Gala Placidia estaba en Roma durante el saqueo a la que la sometió
Alarico, el rey de los Visigodos, y fue llevada por los bárbaros
como parte del botín. Luego, sin embargo, casó con
Ataulfo, hermano de Alarico. A la muerte de Ataulfo, Gala Placidia
fue tratada muy mal por Singerico, el nuevo rey de los Visigodos
quien la hacía caminar largas distancias delante de los caballos
y en compañía de prisioneros Posteriormente fue vendida
a su hermano
Honorio por la cantidad
de 600,000 medidas de grano.
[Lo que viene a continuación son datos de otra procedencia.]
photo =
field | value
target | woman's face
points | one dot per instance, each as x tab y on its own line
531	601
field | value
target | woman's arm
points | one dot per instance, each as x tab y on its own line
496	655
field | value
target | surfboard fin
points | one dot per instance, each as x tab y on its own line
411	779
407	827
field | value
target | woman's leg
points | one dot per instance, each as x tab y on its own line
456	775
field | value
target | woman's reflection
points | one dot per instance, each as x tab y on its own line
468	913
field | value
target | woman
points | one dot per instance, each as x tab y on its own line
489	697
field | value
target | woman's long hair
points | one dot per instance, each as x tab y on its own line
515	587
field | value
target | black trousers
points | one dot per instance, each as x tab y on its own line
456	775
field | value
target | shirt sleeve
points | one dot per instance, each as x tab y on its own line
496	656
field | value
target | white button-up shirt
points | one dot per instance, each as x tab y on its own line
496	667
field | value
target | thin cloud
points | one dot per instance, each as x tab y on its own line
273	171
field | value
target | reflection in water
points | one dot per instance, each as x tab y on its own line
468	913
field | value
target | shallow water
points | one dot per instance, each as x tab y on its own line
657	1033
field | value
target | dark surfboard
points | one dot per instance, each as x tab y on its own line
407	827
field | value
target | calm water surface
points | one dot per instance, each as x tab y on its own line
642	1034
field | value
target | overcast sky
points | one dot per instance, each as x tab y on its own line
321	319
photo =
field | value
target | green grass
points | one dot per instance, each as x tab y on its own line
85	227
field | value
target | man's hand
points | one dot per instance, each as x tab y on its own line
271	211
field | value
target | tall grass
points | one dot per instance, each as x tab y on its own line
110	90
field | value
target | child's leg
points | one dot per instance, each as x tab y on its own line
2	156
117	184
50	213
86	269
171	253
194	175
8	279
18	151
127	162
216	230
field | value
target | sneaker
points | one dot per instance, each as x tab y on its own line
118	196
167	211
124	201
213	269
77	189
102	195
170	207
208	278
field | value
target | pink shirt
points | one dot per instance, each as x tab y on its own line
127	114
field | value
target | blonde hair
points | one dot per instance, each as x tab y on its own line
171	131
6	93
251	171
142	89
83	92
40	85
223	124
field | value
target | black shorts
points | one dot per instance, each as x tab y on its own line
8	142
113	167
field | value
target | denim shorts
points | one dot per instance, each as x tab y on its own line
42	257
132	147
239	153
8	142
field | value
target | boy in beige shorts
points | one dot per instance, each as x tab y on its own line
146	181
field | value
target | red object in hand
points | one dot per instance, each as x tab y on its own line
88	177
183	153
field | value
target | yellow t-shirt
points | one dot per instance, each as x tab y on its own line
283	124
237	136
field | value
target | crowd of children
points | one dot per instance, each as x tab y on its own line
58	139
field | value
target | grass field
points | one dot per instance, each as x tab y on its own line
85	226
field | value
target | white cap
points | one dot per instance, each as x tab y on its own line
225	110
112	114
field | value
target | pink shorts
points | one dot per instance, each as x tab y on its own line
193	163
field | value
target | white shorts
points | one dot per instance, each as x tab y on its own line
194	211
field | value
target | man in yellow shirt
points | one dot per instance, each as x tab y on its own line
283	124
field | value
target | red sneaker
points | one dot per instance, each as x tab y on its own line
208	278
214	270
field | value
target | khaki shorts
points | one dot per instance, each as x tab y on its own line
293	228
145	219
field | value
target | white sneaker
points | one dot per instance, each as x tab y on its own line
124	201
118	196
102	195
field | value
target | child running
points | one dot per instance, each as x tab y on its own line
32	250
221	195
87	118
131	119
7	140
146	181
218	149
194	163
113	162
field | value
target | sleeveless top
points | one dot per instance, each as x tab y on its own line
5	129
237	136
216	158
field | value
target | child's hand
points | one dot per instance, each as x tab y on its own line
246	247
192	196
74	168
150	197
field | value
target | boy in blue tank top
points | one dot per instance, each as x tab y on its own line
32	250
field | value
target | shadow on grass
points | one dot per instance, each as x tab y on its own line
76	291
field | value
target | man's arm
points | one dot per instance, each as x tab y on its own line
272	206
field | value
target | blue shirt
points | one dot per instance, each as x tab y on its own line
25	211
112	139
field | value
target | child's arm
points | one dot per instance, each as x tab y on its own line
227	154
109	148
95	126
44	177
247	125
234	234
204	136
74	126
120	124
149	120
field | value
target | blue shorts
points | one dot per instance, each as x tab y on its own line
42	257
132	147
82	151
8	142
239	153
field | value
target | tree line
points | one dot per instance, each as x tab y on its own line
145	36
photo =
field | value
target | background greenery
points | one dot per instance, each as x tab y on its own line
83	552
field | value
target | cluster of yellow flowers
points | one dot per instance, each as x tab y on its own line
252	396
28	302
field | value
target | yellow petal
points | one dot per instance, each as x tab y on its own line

De regreso en casa, casó con
el futuro emperador
Constancio III,
general de
Honorio de quien tuvo a
Valentiniano
III.
Constancio fue hecho co-augusto
en el Occidente en el 421 pero murió a los pocos meses y
ella se mudó a la corte de
Teodosio
II, tal vez por discrepancias con su hermano sobre la sucesión
o quizas para escapar de ciertos rumores de incesto entre ella y
Honorio.
En el año 423
Honorio murió
y Gala Placidia regresó a Ravena, donde se le hizo Augusta
y gobernó en nombre de su hijo de seis años
Valentiniano
III.
Gala Placidia demostró ser una emperatriz de carácter
y supo manejar la declinante economía del Imperio y a los
subditos levantiscos. Tras la muerte de
Honorio,
quien había sido su secretario imperial,
Juan,
se levantó en el norte de Italia, pero pronto fue capturado
y Gala Placidia lo hizo entrar en Ravena sentado de espaldas en
una mula. Luego le hizo cortar las manos y finalmente fue ejecutado
en la la arena frente a todos los ciudadanos y al emperador que
tenía entonces seis años.
Valentiniano
III asumió el poder en el 437 pero Gala Placidia lo siguió
apoyando con sus consejos hasta que ella murió en Roma en
el año 450.
Gala Placidia contó con la estima y respeto del pueblo especialmente
en Ravena. El imperio estaba en franca caída y la emperatriz
utilizó su fortuna personal para construir iglesias y realizar
muchas obras en beneficio de los pobres.